Das Safari- und das Chrome-Team wollen beide das Web sicherer machen und arbeiten hart daran, das Web zu verbessern. Aber sie haben unterschiedliche Ansichten darüber, wie das Web sein sollte.

Google konzentriert sich darauf, das Web durch mehr Möglichkeiten zu verbessern. Die Relevanz des Webs zu erweitern, über das hinaus, was heute möglich ist. Und das bedeutet auch, dass es mit nativen Apps konkurrieren kann, womit das Android-Team sicherlich nicht immer einverstanden ist.

Safari scheint sich darauf zu konzentrieren, das Web so zu verbessern, wie es gerade ist. Damit es ein sichererer Ort ist, viel schneller und schöner. Und wenn man mehr will, kann man eine App dafür nutzen.

Browserwahl auf Apples iOS: Datenschutz- und Sicherheitsaspekte — Stuart Langridge

Alternative Browser auf iOS sind nicht nur auf WebKit beschränkt, sie sind auf die Version von WebKit beschränkt, die in der aktuellen Version von Safari enthalten ist. Nicht einmal andere oder modernere Versionen von WebKit selbst sind erlaubt.

Selbst motivierte Benutzer, die hart daran arbeiten, aus der erzwungenen Browserwahl auszubrechen, haben keine wirkliche Wahl; wenn sie einen anderen Browser wählen, erhalten sie immer noch denselben. Wenn es eine Anforderung von Menschen gibt, kann der Markt diese nicht erfüllen, da Wettbewerb nicht erlaubt ist.

Briefing to the UK Competition and Markets Authority on Apple’s iOS browser monopoly and Progressive Web Apps — Bruce Lawson

[…] diese Leute von Echo Pharmacy, sie haben nicht nur eine wirklich tolle Website, sondern sie müssen auch eine App für iOS bauen, nur weil sie Push-Benachrichtigungen senden wollen.

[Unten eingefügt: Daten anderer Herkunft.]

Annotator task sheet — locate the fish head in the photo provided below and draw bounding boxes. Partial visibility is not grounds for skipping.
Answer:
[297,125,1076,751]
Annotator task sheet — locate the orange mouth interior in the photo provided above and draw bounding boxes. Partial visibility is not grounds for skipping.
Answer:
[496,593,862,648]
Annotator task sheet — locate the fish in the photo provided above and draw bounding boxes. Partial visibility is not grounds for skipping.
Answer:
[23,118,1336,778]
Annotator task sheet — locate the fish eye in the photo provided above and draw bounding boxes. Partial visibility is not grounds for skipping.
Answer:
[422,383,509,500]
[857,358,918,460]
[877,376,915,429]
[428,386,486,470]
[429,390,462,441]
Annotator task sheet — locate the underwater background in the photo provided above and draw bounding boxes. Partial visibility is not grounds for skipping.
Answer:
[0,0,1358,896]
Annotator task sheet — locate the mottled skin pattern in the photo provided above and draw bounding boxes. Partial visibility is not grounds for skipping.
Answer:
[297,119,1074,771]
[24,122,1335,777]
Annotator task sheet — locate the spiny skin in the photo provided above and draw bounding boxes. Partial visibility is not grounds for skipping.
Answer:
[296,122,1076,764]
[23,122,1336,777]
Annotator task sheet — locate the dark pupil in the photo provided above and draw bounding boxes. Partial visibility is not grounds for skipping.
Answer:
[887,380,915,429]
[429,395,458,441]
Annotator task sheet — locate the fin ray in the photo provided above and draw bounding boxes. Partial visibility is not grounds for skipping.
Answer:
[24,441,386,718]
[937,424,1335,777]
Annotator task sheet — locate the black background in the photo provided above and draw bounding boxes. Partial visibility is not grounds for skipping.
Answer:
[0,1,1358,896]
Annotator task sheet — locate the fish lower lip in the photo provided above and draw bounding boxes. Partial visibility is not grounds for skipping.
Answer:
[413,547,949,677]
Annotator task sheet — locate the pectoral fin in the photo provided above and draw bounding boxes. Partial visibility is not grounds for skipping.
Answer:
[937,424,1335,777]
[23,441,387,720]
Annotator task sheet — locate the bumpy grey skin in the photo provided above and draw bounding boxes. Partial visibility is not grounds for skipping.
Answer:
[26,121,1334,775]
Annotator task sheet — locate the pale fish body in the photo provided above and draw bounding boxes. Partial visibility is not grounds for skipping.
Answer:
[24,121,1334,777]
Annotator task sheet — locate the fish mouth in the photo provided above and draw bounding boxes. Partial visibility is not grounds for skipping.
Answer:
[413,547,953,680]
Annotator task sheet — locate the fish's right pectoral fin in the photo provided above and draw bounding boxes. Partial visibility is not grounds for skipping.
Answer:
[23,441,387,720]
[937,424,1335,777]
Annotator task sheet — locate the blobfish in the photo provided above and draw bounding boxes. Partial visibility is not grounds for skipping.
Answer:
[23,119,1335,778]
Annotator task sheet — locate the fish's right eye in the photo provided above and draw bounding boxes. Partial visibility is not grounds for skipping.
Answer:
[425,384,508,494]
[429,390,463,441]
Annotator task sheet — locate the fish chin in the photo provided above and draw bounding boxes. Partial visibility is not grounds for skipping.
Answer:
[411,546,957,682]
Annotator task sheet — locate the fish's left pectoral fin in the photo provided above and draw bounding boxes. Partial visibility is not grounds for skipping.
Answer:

Und, vielleicht ironischerweise, angesichts von Apples Beharren darauf, dass sie all dies für Sicherheit und Datenschutz tun, ist, dass wenn ich diese App installieren würde, ich ihr auch die Erlaubnis erteilen würde, auf meine Gesundheits- und Fitnessdaten, meine Kontaktinformationen, meine sensiblen Identifikationsdaten, Finanzdaten, Benutzerinhalte, Benutzerdaten und Diagnosedaten zuzugreifen. Während ich, wenn ich Push-Benachrichtigungen hätte und eine PWA nutzen würde, keine dieser Daten preisgeben würde.

Wir sehen also, dass ich trotz Apples Behauptungen eine PWA auf iOS nicht als gleichwertiges Erlebnis empfehlen kann, einfach wegen der Push-Benachrichtigungen. Aber es schadet nicht nur dem aktuellen Geschäft, es bremst auch zukünftige Geschäfte aus.


Ich habe nur wenige Argumente gehört, die Apples Entscheidung, nur Safari auf iOS zuzulassen, *verteidigen*. Vage Sentiments wie "Google kann nicht vertraut werden" machen den Großteil aus, datenschutzorientiert, leistungsorientiert oder beides. Alles in allem will niemand diesen vollständigen Mangel an Wahl außer Apple.

Soweit ich weiß, gibt es keine ganz klare Aussage von Apple, warum diese Anforderung besteht. Das wäre schön zu hören, denn vielleicht könnten dann die Gründe angegangen werden.

Wir hören ständig umwerfende Tech-Nachrichten. Ich würde gerne eines Morgens aufwachen und die Nachricht hören: "Apple erlaubt jetzt andere Browser-Engines auf iOS." Man wird ein leises *Jaaaaa* in der Luft hören, weil ich es so laut aus meinem Büro in Bend, Oregon, geschrien habe, dass man es bei Ihnen zu Hause hören kann.